CC 32Si je m’étends autant sur cette émission, c’est parce que je me dis que si j’étais lycéen en ce moment et que j’écoute (peu probable) Inter et « Le M&P » , je n’aurais d’autre choix que de prendre ce débat pour argent comptant. Je serais convaincu que Cuny a toujours été un mauvais acteur et que ce vieux film est sexiste et colonialiste. En d’autres termes, quand on n’a pas soi-même une connaissance du sujet traité, on ne peut faire autrement qu’accorder crédit à des personnes qui prétendent faire autorité. Il en va dans tous les domaines. Avec un peu d’expérience, on accorde sa confiance à quelques experts dont les argumentations ont convaincu dans le passé mais, comme on ne peut être omniscient, on n’a aucun moyen de vérifier que l’expert ne se trompe pas, même de bonne foi. En cette période troublée, on doit subir quotidiennement des échanges, des propos sur la pandémie. Ce qu’on croyait avoir compris est battu en brèche la semaine suivante. Dans le domaine sociétal, chaque semaine apporte ses révélations sur une personnalité connue. On monte les gens les uns contre les autres à tout propos et à tout bout de champ. Le néo-féminisme affirme que les femmes ne doivent plus être les victimes silencieuses et qu’elles ont droit au respect. Le problème c’est que, selon les cas, selon d’où vient l’émetteur, il sera reçu pour des faits identiques avec approbation ou sévèrement réprimandé. « La Vie d’Adèle », par exemple, où les techniciens et les deux actrices principales se sont plaintes des méthodes du réalisateur est exempt de toute critique. Il coche toutes les cases de la bien-pensance. Point-barre ! Les images gentillettes dans « Emmanuelle », sans gros-plan (contrairement à « La Vie d’Adèle »), un peu désuètes sont interprétées comme une marque de l’exploitation de la femme à une époque révolue. Un lycéen d’aujourd’hui, formaté par le prêt-à-penser, ne pourra qu’adhérer au discours dominant. Certes, ça a plus ou moins toujours été le cas mais, au moins, n’y avait-il pas cette recherche d’unanimité qui fausse les débats et conduit à disqualifier toute opinion divergente. On comprend en écoutant les échanges du « M&P » (choisi parce que c’est la plus vieille émission du genre) que l’animateur amène les critiques à un point de vue qui sera celui de l’émission tandis que les altercations condamnent rapidement l’opinion discordante.
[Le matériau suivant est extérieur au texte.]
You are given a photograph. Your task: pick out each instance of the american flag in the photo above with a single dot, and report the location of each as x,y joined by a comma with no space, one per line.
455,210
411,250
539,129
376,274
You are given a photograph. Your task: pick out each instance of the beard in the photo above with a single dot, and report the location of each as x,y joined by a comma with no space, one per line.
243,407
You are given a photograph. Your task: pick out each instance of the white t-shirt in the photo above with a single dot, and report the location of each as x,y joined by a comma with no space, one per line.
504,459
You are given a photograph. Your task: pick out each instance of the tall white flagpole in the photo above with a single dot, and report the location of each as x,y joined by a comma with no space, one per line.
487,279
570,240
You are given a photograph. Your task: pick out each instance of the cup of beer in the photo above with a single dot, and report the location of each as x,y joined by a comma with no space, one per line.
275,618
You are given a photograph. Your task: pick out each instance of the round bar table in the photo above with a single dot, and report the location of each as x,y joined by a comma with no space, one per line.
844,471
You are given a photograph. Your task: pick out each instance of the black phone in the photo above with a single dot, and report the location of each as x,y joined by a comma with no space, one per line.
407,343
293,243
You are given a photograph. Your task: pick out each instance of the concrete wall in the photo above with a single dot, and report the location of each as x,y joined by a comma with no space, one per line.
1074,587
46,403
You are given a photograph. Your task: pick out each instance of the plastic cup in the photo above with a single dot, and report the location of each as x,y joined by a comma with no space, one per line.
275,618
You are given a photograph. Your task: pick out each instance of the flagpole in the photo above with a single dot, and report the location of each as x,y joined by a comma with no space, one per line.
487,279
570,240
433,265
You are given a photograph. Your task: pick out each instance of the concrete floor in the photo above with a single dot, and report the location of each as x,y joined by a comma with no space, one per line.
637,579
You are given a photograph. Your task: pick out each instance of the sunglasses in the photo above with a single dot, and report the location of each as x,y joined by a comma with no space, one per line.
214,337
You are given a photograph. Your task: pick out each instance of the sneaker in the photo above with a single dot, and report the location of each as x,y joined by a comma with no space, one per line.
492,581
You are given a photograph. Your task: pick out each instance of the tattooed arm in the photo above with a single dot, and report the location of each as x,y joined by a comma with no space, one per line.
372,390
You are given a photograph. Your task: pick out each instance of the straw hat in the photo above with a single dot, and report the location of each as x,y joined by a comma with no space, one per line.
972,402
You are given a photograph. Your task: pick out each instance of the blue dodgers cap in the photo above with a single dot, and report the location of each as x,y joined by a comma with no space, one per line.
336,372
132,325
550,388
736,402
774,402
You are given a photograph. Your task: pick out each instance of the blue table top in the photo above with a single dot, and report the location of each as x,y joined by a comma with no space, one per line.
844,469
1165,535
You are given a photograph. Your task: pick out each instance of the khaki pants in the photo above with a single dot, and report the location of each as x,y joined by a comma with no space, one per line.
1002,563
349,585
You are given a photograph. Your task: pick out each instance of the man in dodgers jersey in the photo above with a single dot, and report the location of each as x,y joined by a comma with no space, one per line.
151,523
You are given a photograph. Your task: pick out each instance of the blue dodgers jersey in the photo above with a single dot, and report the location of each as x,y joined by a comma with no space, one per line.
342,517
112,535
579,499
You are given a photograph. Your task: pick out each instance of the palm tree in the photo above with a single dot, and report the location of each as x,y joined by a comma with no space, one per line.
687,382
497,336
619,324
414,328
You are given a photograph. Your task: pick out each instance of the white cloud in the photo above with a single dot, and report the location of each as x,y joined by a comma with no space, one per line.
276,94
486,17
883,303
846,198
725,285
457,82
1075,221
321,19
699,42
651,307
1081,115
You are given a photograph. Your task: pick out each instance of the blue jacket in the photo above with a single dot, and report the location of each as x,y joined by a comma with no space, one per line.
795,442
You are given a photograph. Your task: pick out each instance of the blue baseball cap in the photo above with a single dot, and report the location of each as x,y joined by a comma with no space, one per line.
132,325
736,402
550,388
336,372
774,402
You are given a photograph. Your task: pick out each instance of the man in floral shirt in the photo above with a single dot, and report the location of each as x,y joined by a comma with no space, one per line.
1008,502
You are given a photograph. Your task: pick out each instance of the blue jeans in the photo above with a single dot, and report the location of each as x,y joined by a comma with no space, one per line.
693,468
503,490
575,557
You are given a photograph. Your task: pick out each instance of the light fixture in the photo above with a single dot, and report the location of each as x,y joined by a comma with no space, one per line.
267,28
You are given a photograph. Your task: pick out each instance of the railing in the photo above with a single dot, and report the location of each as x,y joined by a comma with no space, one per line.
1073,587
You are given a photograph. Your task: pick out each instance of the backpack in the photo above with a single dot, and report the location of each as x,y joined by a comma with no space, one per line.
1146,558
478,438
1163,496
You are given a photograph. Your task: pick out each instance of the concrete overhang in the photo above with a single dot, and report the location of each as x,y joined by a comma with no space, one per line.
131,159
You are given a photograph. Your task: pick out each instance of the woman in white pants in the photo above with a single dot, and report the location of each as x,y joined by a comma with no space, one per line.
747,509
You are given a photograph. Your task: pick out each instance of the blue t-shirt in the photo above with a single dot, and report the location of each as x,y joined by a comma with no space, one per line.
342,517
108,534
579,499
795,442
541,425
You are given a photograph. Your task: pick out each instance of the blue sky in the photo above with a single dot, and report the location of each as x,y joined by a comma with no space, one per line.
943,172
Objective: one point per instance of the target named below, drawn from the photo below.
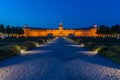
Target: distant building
(80, 32)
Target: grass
(10, 47)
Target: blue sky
(48, 13)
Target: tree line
(109, 31)
(11, 30)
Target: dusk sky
(48, 13)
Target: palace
(82, 32)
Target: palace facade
(82, 32)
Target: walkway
(59, 60)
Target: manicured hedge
(13, 50)
(9, 51)
(112, 52)
(28, 45)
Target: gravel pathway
(59, 60)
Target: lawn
(107, 47)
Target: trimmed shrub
(28, 45)
(9, 51)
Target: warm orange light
(60, 32)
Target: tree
(116, 30)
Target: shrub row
(13, 50)
(106, 50)
(112, 52)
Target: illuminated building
(82, 32)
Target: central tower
(61, 26)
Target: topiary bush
(9, 51)
(28, 45)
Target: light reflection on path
(59, 60)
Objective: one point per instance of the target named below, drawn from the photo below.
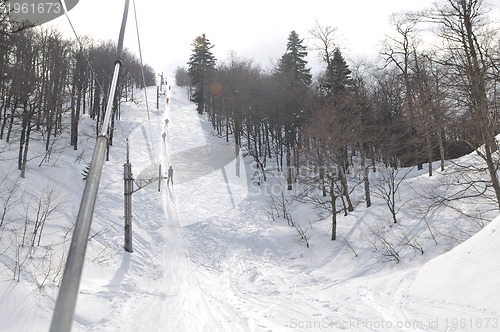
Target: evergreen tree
(293, 63)
(336, 82)
(201, 67)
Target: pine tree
(336, 81)
(201, 67)
(293, 63)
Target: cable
(144, 80)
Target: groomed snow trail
(178, 302)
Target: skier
(170, 175)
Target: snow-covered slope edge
(462, 284)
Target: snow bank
(466, 276)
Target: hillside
(210, 255)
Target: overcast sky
(256, 30)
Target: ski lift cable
(64, 310)
(143, 79)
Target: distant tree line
(48, 82)
(422, 102)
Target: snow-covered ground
(209, 257)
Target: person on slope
(170, 175)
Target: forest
(432, 96)
(49, 82)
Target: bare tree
(386, 187)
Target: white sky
(258, 30)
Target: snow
(209, 257)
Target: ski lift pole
(64, 311)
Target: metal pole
(64, 311)
(127, 192)
(128, 206)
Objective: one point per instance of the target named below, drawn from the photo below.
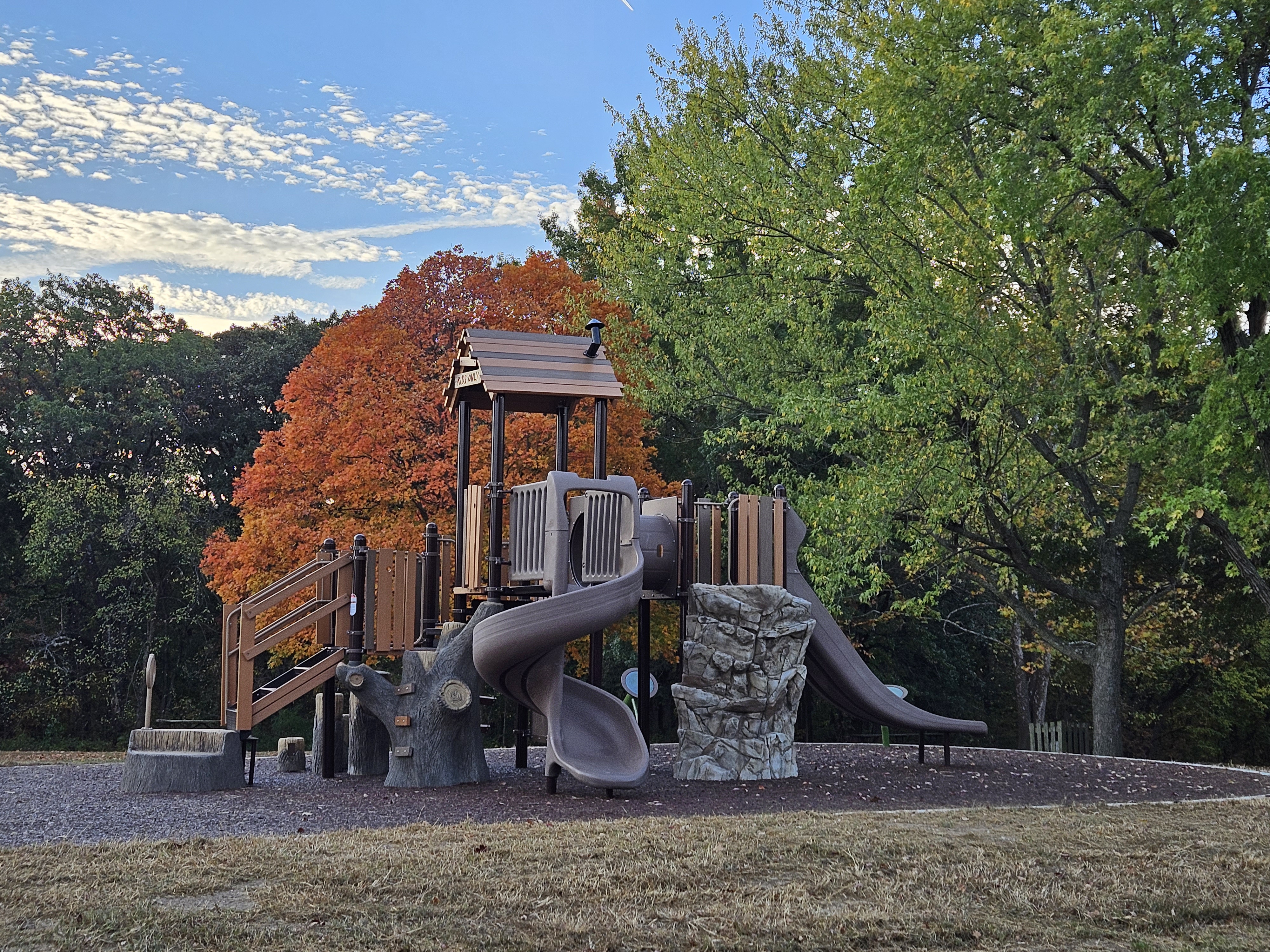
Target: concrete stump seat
(182, 760)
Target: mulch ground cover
(83, 804)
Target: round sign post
(152, 667)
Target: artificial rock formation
(434, 715)
(744, 678)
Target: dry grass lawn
(1150, 878)
(39, 758)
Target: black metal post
(688, 560)
(779, 492)
(464, 478)
(733, 549)
(328, 689)
(497, 427)
(563, 439)
(523, 737)
(596, 673)
(642, 662)
(431, 586)
(358, 605)
(601, 461)
(328, 729)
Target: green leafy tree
(961, 257)
(124, 432)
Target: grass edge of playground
(1139, 878)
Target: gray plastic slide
(839, 675)
(520, 652)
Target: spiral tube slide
(838, 672)
(520, 652)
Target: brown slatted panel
(384, 601)
(473, 536)
(765, 541)
(747, 532)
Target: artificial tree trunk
(434, 717)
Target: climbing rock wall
(744, 678)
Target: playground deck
(82, 804)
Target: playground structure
(575, 557)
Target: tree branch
(1257, 582)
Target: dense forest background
(985, 285)
(124, 433)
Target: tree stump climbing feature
(432, 717)
(368, 742)
(744, 678)
(291, 755)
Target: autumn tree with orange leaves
(368, 445)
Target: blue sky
(250, 159)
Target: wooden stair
(291, 685)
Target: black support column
(600, 472)
(497, 427)
(643, 663)
(464, 478)
(563, 439)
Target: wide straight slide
(838, 672)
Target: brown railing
(396, 612)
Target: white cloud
(62, 235)
(468, 200)
(209, 312)
(336, 282)
(18, 51)
(53, 119)
(102, 125)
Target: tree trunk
(1023, 694)
(1109, 652)
(1041, 686)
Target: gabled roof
(534, 373)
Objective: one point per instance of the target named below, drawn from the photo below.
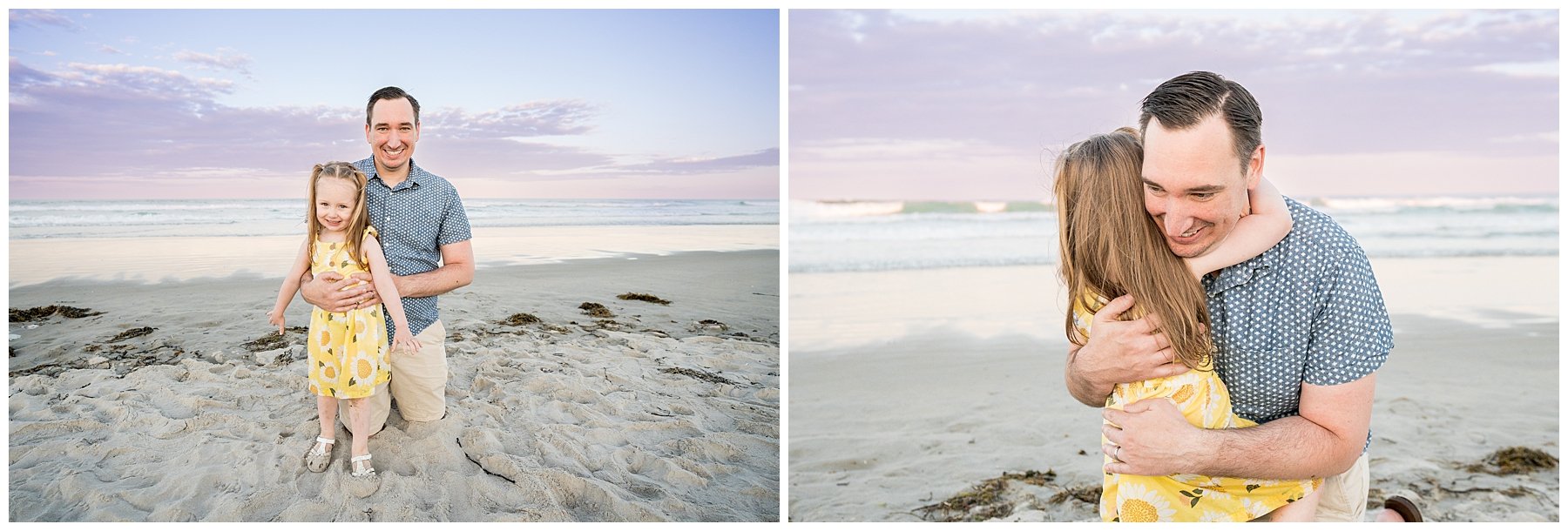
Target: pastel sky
(515, 104)
(976, 104)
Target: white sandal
(321, 454)
(368, 472)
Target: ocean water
(828, 237)
(286, 217)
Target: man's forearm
(1286, 448)
(433, 282)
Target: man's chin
(1189, 251)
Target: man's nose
(1178, 219)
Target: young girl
(1111, 248)
(348, 350)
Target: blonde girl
(1111, 248)
(348, 350)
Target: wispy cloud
(41, 17)
(1330, 84)
(164, 125)
(225, 60)
(762, 158)
(527, 119)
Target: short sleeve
(1350, 334)
(454, 221)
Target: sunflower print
(1201, 397)
(348, 350)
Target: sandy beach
(913, 387)
(659, 413)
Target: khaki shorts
(419, 382)
(1344, 497)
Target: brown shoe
(1405, 507)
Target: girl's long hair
(1111, 246)
(358, 219)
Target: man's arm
(1119, 353)
(455, 272)
(1325, 439)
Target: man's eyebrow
(1195, 190)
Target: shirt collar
(413, 176)
(1254, 268)
(1238, 274)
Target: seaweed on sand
(132, 333)
(1513, 460)
(642, 296)
(595, 309)
(698, 374)
(272, 340)
(983, 501)
(521, 319)
(38, 313)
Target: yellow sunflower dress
(348, 350)
(1201, 397)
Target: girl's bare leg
(361, 419)
(327, 407)
(1303, 509)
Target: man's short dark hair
(391, 93)
(1191, 97)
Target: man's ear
(1254, 168)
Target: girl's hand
(276, 317)
(405, 340)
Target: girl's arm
(290, 286)
(388, 292)
(1254, 234)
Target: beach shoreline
(659, 413)
(977, 393)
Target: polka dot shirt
(415, 218)
(1307, 311)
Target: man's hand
(1120, 353)
(1154, 439)
(328, 292)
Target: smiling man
(425, 239)
(1299, 331)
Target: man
(1299, 329)
(425, 239)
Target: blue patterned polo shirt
(1305, 311)
(415, 218)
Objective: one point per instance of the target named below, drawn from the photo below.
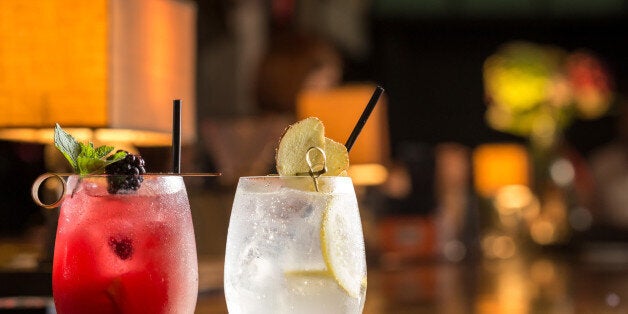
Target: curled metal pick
(37, 184)
(316, 170)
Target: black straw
(365, 115)
(176, 136)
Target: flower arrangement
(536, 91)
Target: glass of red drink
(127, 252)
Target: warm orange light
(53, 63)
(339, 109)
(114, 64)
(498, 165)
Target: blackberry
(126, 174)
(121, 246)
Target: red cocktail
(131, 252)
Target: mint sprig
(85, 158)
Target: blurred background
(492, 177)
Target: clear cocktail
(131, 252)
(293, 249)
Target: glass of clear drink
(295, 246)
(126, 252)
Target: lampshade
(496, 165)
(340, 108)
(106, 65)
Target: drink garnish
(122, 246)
(85, 158)
(295, 148)
(126, 174)
(304, 150)
(126, 169)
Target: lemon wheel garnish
(343, 249)
(299, 139)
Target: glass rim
(76, 176)
(274, 176)
(149, 174)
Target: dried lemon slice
(298, 139)
(343, 249)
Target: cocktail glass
(295, 247)
(125, 253)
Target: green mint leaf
(67, 145)
(87, 150)
(103, 151)
(88, 165)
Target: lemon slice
(343, 249)
(298, 139)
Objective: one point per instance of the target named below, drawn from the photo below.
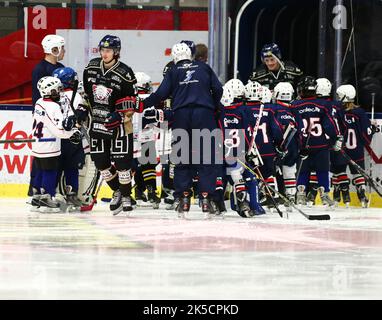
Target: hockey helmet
(49, 87)
(111, 42)
(227, 97)
(267, 95)
(143, 82)
(346, 93)
(271, 50)
(253, 91)
(51, 41)
(191, 45)
(180, 51)
(306, 87)
(283, 91)
(66, 75)
(237, 87)
(324, 87)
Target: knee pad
(124, 176)
(109, 174)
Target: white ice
(154, 255)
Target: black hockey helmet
(306, 87)
(111, 42)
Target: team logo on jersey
(230, 121)
(101, 94)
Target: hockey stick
(269, 192)
(90, 206)
(362, 172)
(82, 127)
(290, 203)
(27, 140)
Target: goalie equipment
(253, 91)
(237, 87)
(181, 51)
(324, 87)
(346, 93)
(283, 92)
(128, 104)
(51, 41)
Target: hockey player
(54, 49)
(274, 70)
(289, 147)
(145, 176)
(268, 134)
(319, 133)
(109, 84)
(358, 134)
(233, 123)
(72, 156)
(195, 92)
(340, 179)
(47, 125)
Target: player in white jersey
(72, 155)
(48, 129)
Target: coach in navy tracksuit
(196, 93)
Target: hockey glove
(68, 123)
(338, 144)
(113, 121)
(152, 113)
(76, 137)
(304, 154)
(81, 115)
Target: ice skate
(48, 204)
(326, 201)
(116, 203)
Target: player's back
(314, 118)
Bien sûr, tous les auditeurs n’ont pas l’âge qui permet de faire le tri et encore moins la capacité de déceler les erreurs et, pire, les manipulations. Encore une fois, nul n’est omniscient. En revanche, ce genre de propos qui vise à influencer et renforcer la pensée unique est perçu par tous. Comme on ne peut pas toujours faire la part des choses, il en ressort un climat de suspicion générale qui ouvre la porte à toutes les rumeurs, tous les bobards qui paraissent critiquer un système médiatique de plus en plus éloigné de la réalité vécue par la plupart d’entre nous. Ce climat malsain conduit à monter les uns contre les autres et entretien un climat prémonitoire de guerre civile.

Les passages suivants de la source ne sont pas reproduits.